I just don't get why on earth a player would fly in so forcefully, so late, and so high over the ball. I've not played at any level but I just don't understand what goes through a players mind to do that. There's absolutely nothing to be gained. All that can happen is an injury. I feel sick this morning. Sick for Seamus. Sick that the player (who has a disgusting record of injuring others) hasn't uttered a word of remorse, and sick that some in prominence in the media feel the need to defend him. Of course we want to see tackling and not let it disappear. But to go in that high on a player with a planted leg is cowardly.
Over the years mate I've been heavily involved in amateur football at a reasonably high level in Liverpool. When I was much younger I played for the team, and when I got a bad injury early on I became involved on the management side and would be part of the club until it folded abut 10 years ago, so about 30 years in total. We played in the Zingari League and later the County Comp, plus we were close to a local team who competed in the Liverpool Sunday premier. I saw a lot of amateur football, probably 10 times more than I watched Everton.

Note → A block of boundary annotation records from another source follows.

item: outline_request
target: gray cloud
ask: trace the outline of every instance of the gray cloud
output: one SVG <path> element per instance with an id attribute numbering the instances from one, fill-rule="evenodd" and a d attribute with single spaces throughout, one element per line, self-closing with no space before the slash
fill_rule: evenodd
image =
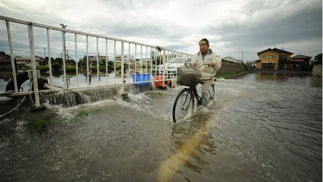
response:
<path id="1" fill-rule="evenodd" d="M 310 56 L 321 53 L 320 1 L 180 3 L 59 1 L 41 2 L 37 5 L 25 1 L 2 1 L 0 11 L 3 16 L 57 27 L 63 23 L 69 29 L 191 54 L 198 51 L 197 42 L 204 37 L 209 39 L 211 49 L 221 56 L 240 59 L 244 51 L 245 60 L 256 59 L 257 52 L 273 46 L 284 47 L 292 52 L 308 53 Z M 0 49 L 9 50 L 3 24 L 0 24 Z M 28 50 L 26 29 L 12 27 L 17 54 Z M 44 33 L 34 31 L 38 42 L 35 47 L 40 53 L 43 47 L 47 48 Z M 71 54 L 74 49 L 73 36 L 67 35 Z M 60 54 L 61 38 L 60 33 L 51 32 L 51 47 L 57 50 L 53 54 Z M 84 53 L 84 38 L 78 40 L 79 51 Z M 95 41 L 91 42 L 89 51 L 95 53 Z M 104 42 L 101 44 L 99 52 L 105 52 L 102 48 Z"/>

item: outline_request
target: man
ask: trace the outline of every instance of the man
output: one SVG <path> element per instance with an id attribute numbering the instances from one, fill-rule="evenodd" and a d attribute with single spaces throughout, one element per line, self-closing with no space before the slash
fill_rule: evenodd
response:
<path id="1" fill-rule="evenodd" d="M 199 41 L 200 51 L 195 54 L 191 62 L 188 64 L 193 68 L 197 68 L 201 64 L 205 63 L 207 66 L 202 66 L 199 70 L 201 72 L 206 73 L 215 74 L 216 71 L 221 67 L 221 58 L 213 53 L 209 49 L 208 40 L 203 38 Z M 202 77 L 201 83 L 202 84 L 202 104 L 204 107 L 207 107 L 208 104 L 208 98 L 210 96 L 208 89 L 213 83 L 212 77 Z"/>

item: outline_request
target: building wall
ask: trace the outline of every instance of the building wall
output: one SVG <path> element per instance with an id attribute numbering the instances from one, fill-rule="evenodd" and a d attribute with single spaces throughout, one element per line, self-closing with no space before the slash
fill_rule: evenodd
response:
<path id="1" fill-rule="evenodd" d="M 221 68 L 218 70 L 217 74 L 230 73 L 240 73 L 246 70 L 246 65 L 222 60 Z"/>
<path id="2" fill-rule="evenodd" d="M 313 66 L 312 75 L 322 77 L 322 65 L 317 65 Z"/>
<path id="3" fill-rule="evenodd" d="M 288 63 L 291 61 L 291 54 L 288 53 L 281 53 L 280 56 L 286 56 L 287 58 L 287 62 L 285 64 L 285 69 L 284 70 L 290 70 L 291 69 L 291 65 L 290 64 L 288 64 Z"/>
<path id="4" fill-rule="evenodd" d="M 274 56 L 275 58 L 266 58 L 264 57 L 268 56 Z M 277 52 L 275 52 L 272 51 L 268 51 L 264 52 L 263 53 L 261 53 L 259 54 L 259 59 L 261 60 L 261 62 L 260 64 L 257 64 L 258 62 L 256 63 L 256 69 L 261 69 L 262 66 L 262 64 L 264 63 L 274 63 L 274 70 L 278 69 L 278 61 L 279 60 L 279 53 Z"/>

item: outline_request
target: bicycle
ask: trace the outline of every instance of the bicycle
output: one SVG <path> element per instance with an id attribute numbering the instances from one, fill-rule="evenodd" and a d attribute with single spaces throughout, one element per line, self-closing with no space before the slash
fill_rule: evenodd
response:
<path id="1" fill-rule="evenodd" d="M 187 64 L 186 66 L 187 67 L 188 66 L 189 68 L 190 68 L 188 69 L 191 70 L 193 73 L 181 73 L 181 70 L 179 70 L 178 71 L 178 83 L 179 83 L 182 86 L 189 86 L 189 87 L 185 88 L 181 90 L 175 99 L 174 106 L 173 106 L 173 121 L 174 123 L 178 121 L 185 120 L 191 117 L 193 113 L 193 110 L 194 110 L 194 98 L 197 101 L 198 105 L 202 105 L 202 98 L 198 95 L 197 90 L 196 90 L 196 86 L 200 82 L 199 79 L 201 76 L 201 73 L 198 69 L 203 65 L 207 65 L 206 63 L 202 63 L 200 65 L 197 69 L 194 69 L 191 68 L 189 65 Z M 181 68 L 179 68 L 178 69 L 180 69 Z M 189 70 L 186 70 L 186 71 L 190 71 Z M 183 75 L 183 78 L 187 78 L 187 80 L 185 80 L 186 81 L 180 80 L 181 76 L 182 76 L 181 74 Z M 211 74 L 209 75 L 212 75 L 212 76 L 214 76 Z M 199 76 L 199 78 L 197 78 Z M 198 79 L 195 79 L 195 78 Z M 209 99 L 210 101 L 212 101 L 214 99 L 215 80 L 215 79 L 213 80 L 212 84 L 208 90 L 210 96 Z"/>

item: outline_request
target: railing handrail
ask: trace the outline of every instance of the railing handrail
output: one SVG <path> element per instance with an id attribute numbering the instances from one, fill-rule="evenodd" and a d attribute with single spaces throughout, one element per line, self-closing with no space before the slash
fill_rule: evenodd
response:
<path id="1" fill-rule="evenodd" d="M 88 36 L 94 37 L 99 37 L 99 38 L 105 38 L 105 39 L 106 38 L 106 39 L 109 39 L 109 40 L 112 40 L 123 41 L 124 42 L 130 43 L 132 43 L 132 44 L 137 44 L 137 45 L 147 46 L 147 47 L 150 47 L 150 48 L 157 49 L 157 47 L 155 46 L 149 45 L 149 44 L 145 44 L 145 43 L 137 42 L 135 42 L 135 41 L 133 41 L 127 40 L 123 39 L 121 39 L 121 38 L 114 38 L 114 37 L 109 37 L 109 36 L 103 36 L 103 35 L 100 35 L 93 34 L 93 33 L 86 33 L 86 32 L 84 32 L 77 31 L 77 30 L 73 30 L 68 29 L 66 29 L 66 28 L 57 27 L 55 27 L 55 26 L 52 26 L 42 24 L 40 24 L 40 23 L 34 23 L 34 22 L 28 22 L 28 21 L 25 21 L 25 20 L 19 20 L 19 19 L 13 18 L 10 18 L 10 17 L 6 17 L 6 16 L 2 16 L 2 15 L 0 15 L 0 20 L 5 20 L 5 21 L 11 21 L 11 22 L 15 22 L 15 23 L 20 23 L 20 24 L 25 24 L 25 25 L 28 25 L 29 23 L 31 23 L 32 26 L 35 26 L 35 27 L 37 27 L 48 28 L 48 29 L 52 29 L 52 30 L 55 30 L 62 31 L 64 31 L 64 32 L 66 32 L 76 33 L 76 34 L 81 34 L 81 35 L 88 35 Z M 166 48 L 163 48 L 163 50 L 165 50 L 165 51 L 174 51 L 174 50 L 167 49 L 166 49 Z M 187 54 L 187 53 L 186 53 L 182 52 L 180 52 L 180 51 L 176 51 L 176 53 Z"/>
<path id="2" fill-rule="evenodd" d="M 141 51 L 140 52 L 140 59 L 143 59 L 143 57 L 142 55 L 143 54 L 143 47 L 146 47 L 146 50 L 145 50 L 145 54 L 146 54 L 146 56 L 145 57 L 145 64 L 144 64 L 144 65 L 143 66 L 145 66 L 144 67 L 145 67 L 145 72 L 146 73 L 148 73 L 148 67 L 149 66 L 149 64 L 148 64 L 148 63 L 150 63 L 150 68 L 149 69 L 149 72 L 151 74 L 152 73 L 152 68 L 153 67 L 152 66 L 152 61 L 153 61 L 153 58 L 154 57 L 156 58 L 156 62 L 155 63 L 155 65 L 154 65 L 155 67 L 157 66 L 157 65 L 158 64 L 158 61 L 157 61 L 157 58 L 159 57 L 159 64 L 163 64 L 164 65 L 164 72 L 163 73 L 163 75 L 164 76 L 165 76 L 165 64 L 166 64 L 166 60 L 167 60 L 169 59 L 170 59 L 170 56 L 169 55 L 169 53 L 170 52 L 171 52 L 171 54 L 176 54 L 179 55 L 181 55 L 181 56 L 183 56 L 183 57 L 185 57 L 186 58 L 188 58 L 188 57 L 192 57 L 193 55 L 191 54 L 187 54 L 186 53 L 184 53 L 184 52 L 180 52 L 180 51 L 175 51 L 175 50 L 169 50 L 169 49 L 165 49 L 164 48 L 162 48 L 160 47 L 159 46 L 152 46 L 152 45 L 149 45 L 149 44 L 145 44 L 145 43 L 140 43 L 140 42 L 135 42 L 135 41 L 130 41 L 130 40 L 125 40 L 125 39 L 120 39 L 120 38 L 114 38 L 114 37 L 109 37 L 109 36 L 102 36 L 102 35 L 98 35 L 98 34 L 93 34 L 93 33 L 86 33 L 86 32 L 82 32 L 82 31 L 77 31 L 77 30 L 70 30 L 70 29 L 66 29 L 66 27 L 54 27 L 52 26 L 50 26 L 50 25 L 44 25 L 44 24 L 40 24 L 40 23 L 34 23 L 34 22 L 29 22 L 29 21 L 24 21 L 24 20 L 19 20 L 19 19 L 15 19 L 15 18 L 10 18 L 10 17 L 6 17 L 6 16 L 2 16 L 0 15 L 0 20 L 4 20 L 6 22 L 6 26 L 7 26 L 7 33 L 8 33 L 8 43 L 9 43 L 9 49 L 10 50 L 10 56 L 11 56 L 11 63 L 12 63 L 12 72 L 13 72 L 13 75 L 16 75 L 16 71 L 15 71 L 15 61 L 14 60 L 14 58 L 13 58 L 13 48 L 12 48 L 12 38 L 11 38 L 11 31 L 10 31 L 10 22 L 13 22 L 13 23 L 19 23 L 19 24 L 24 24 L 28 26 L 28 37 L 29 37 L 29 49 L 30 49 L 30 59 L 31 59 L 31 67 L 32 68 L 32 77 L 33 78 L 37 78 L 37 73 L 36 73 L 36 60 L 35 60 L 35 48 L 34 48 L 34 35 L 33 35 L 33 27 L 37 27 L 38 28 L 43 28 L 43 29 L 45 29 L 47 32 L 47 50 L 48 50 L 48 58 L 51 58 L 51 55 L 50 55 L 50 40 L 49 40 L 49 30 L 57 30 L 58 31 L 60 31 L 62 33 L 62 51 L 63 52 L 64 52 L 65 51 L 65 49 L 66 49 L 66 45 L 65 45 L 65 33 L 66 32 L 68 32 L 68 33 L 71 33 L 72 34 L 74 34 L 75 35 L 75 52 L 76 53 L 76 72 L 77 72 L 77 74 L 78 73 L 78 62 L 77 62 L 77 35 L 84 35 L 86 37 L 86 69 L 87 69 L 87 75 L 86 75 L 86 83 L 87 84 L 87 86 L 85 86 L 85 87 L 88 88 L 94 88 L 95 87 L 100 87 L 101 86 L 101 85 L 100 85 L 99 84 L 99 82 L 100 82 L 100 80 L 99 79 L 98 79 L 97 80 L 97 85 L 95 86 L 90 86 L 89 84 L 90 84 L 90 75 L 89 75 L 89 59 L 88 59 L 88 46 L 89 46 L 89 43 L 88 42 L 88 36 L 91 36 L 91 37 L 95 37 L 96 38 L 96 52 L 97 52 L 97 54 L 96 54 L 96 64 L 97 65 L 99 65 L 99 58 L 98 58 L 98 39 L 99 38 L 102 38 L 102 39 L 105 39 L 105 49 L 106 49 L 106 55 L 105 55 L 105 62 L 106 62 L 106 85 L 105 85 L 105 86 L 107 86 L 108 85 L 108 78 L 107 78 L 107 40 L 113 40 L 114 41 L 114 46 L 113 46 L 114 49 L 114 73 L 115 73 L 115 76 L 114 76 L 114 79 L 115 79 L 115 83 L 114 83 L 114 85 L 115 86 L 117 86 L 117 85 L 120 84 L 121 85 L 121 93 L 123 94 L 124 92 L 124 85 L 125 85 L 125 83 L 124 81 L 123 81 L 122 80 L 123 79 L 124 79 L 125 78 L 125 74 L 124 74 L 124 63 L 126 64 L 129 64 L 128 65 L 128 69 L 130 70 L 130 59 L 129 57 L 127 58 L 127 60 L 126 60 L 125 61 L 124 59 L 123 58 L 124 57 L 125 55 L 130 55 L 130 44 L 134 44 L 135 45 L 135 56 L 134 56 L 134 59 L 135 60 L 136 60 L 136 59 L 137 58 L 138 58 L 137 57 L 137 45 L 140 46 L 140 49 Z M 118 83 L 117 83 L 116 82 L 116 74 L 115 74 L 116 73 L 116 41 L 119 41 L 121 43 L 121 81 L 118 81 Z M 125 45 L 125 42 L 126 44 L 129 44 L 128 45 L 128 54 L 127 54 L 127 53 L 125 53 L 125 47 L 127 46 L 126 45 Z M 150 48 L 150 52 L 152 51 L 153 49 L 155 50 L 155 52 L 156 52 L 155 54 L 154 54 L 154 55 L 153 56 L 153 57 L 152 57 L 151 55 L 150 55 L 149 56 L 149 58 L 148 58 L 148 48 Z M 158 50 L 158 51 L 157 51 Z M 166 55 L 166 51 L 167 51 L 167 56 Z M 77 77 L 77 87 L 72 87 L 72 88 L 69 88 L 69 85 L 68 84 L 68 80 L 67 79 L 67 77 L 66 77 L 66 62 L 65 62 L 65 59 L 66 58 L 66 55 L 65 55 L 65 53 L 64 52 L 64 56 L 62 57 L 62 59 L 63 59 L 63 80 L 64 80 L 64 88 L 63 88 L 63 90 L 68 90 L 72 88 L 80 88 L 80 87 L 82 87 L 82 86 L 80 87 L 78 83 L 79 83 L 79 81 L 78 81 L 78 77 Z M 163 60 L 162 62 L 161 63 L 160 61 Z M 143 61 L 143 60 L 142 60 Z M 20 60 L 20 62 L 22 62 L 22 60 Z M 150 63 L 148 63 L 148 62 L 149 62 Z M 135 74 L 136 74 L 136 66 L 137 64 L 135 64 Z M 140 71 L 142 72 L 142 64 L 140 64 Z M 50 88 L 49 90 L 39 90 L 38 89 L 38 84 L 37 84 L 37 79 L 34 79 L 33 80 L 33 82 L 34 83 L 33 84 L 33 86 L 35 88 L 34 90 L 33 91 L 28 91 L 28 92 L 19 92 L 18 89 L 18 87 L 17 87 L 17 79 L 16 79 L 16 76 L 13 76 L 13 78 L 14 78 L 14 85 L 15 87 L 15 93 L 13 94 L 12 94 L 12 95 L 13 96 L 18 96 L 18 95 L 26 95 L 26 94 L 30 94 L 30 93 L 34 93 L 35 94 L 35 103 L 36 103 L 36 106 L 37 107 L 39 107 L 40 106 L 40 104 L 39 104 L 39 93 L 48 93 L 48 92 L 56 92 L 58 90 L 62 90 L 62 88 L 53 88 L 53 85 L 52 85 L 52 73 L 51 73 L 51 59 L 48 58 L 48 66 L 49 67 L 49 79 L 50 79 L 50 81 L 49 81 L 49 84 L 50 85 Z M 119 69 L 119 68 L 118 68 Z M 143 68 L 144 69 L 144 68 Z M 155 74 L 156 75 L 156 69 L 155 69 Z M 99 75 L 99 75 L 100 75 L 100 73 L 99 73 L 99 66 L 97 66 L 96 68 L 96 73 L 98 75 Z M 128 73 L 128 82 L 130 82 L 130 71 Z M 174 75 L 175 76 L 175 75 Z M 141 83 L 141 82 L 147 82 L 147 80 L 142 80 L 142 75 L 141 75 L 140 76 L 140 79 L 136 80 L 136 78 L 137 77 L 135 76 L 135 80 L 134 80 L 134 82 L 138 82 L 138 83 Z M 164 80 L 167 80 L 167 79 L 165 78 L 165 77 L 164 77 Z M 145 78 L 146 79 L 146 78 Z M 175 78 L 173 77 L 173 79 L 174 79 Z M 172 79 L 172 78 L 171 78 L 171 79 Z M 120 82 L 119 82 L 121 81 Z M 163 85 L 164 85 L 164 82 L 163 82 Z"/>

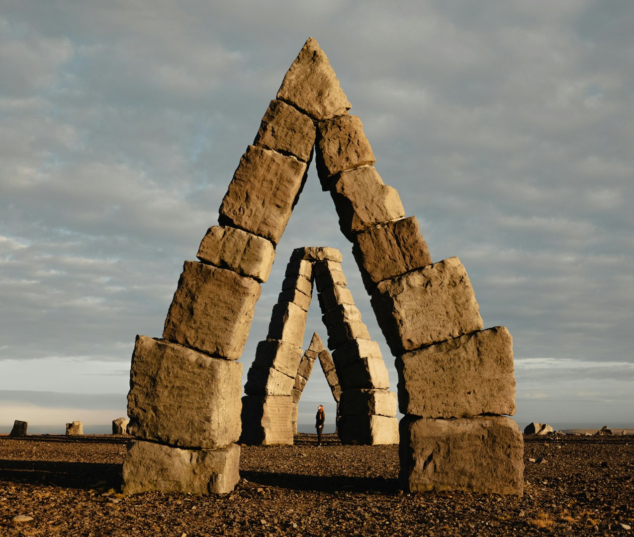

In all those years, I saw every trick in the book. Every type of infringement imaginable to stop the other team getting an advantage. Even saw mass brawls to get games abandoned. But in all that time I can only remember 2 of our players getting broken legs as a result of bad tackles (and we ran 2, sometimes 3 teams during that 30 + years). I can also only remember 1 occasion when an opposing player had a broken leg. The player that did it was a ringer (a player who wasn't signed on for us) and he never played for us again.
I'm not involved in amateur football these days, but in Liverpool it was played to a very high standard, was extremely competitive, and incredibly hard. Tackles were part and parcel of the game, but on the whole they were hard 50/50 fair challenges, not this over the top challenge that we see so often now in the professional game. You'd get the odd one but, in my experience, not to the degree we're seeing now.
It's something that has to be eradicated from our game. Some of that has to come from the people who run the game through the punishments that are handed out for such offences. Some from the people within the game (the clubs and management) through their own internal discipline procedures. But mostly I think from the people who bring the game into our households, i.e. the media. As I'm typing this I've just seen the sports reporter from BBC news say that Taylors challenge was not malicious, just mis-timed. Absolutely unbelievable.
The whole culture surrounding these types of challenges need to change. Seamus Coleman was not unlucky last night as so many are saying. He was the victim of GBH, and the until "the game" realises this then nothing will be done about it.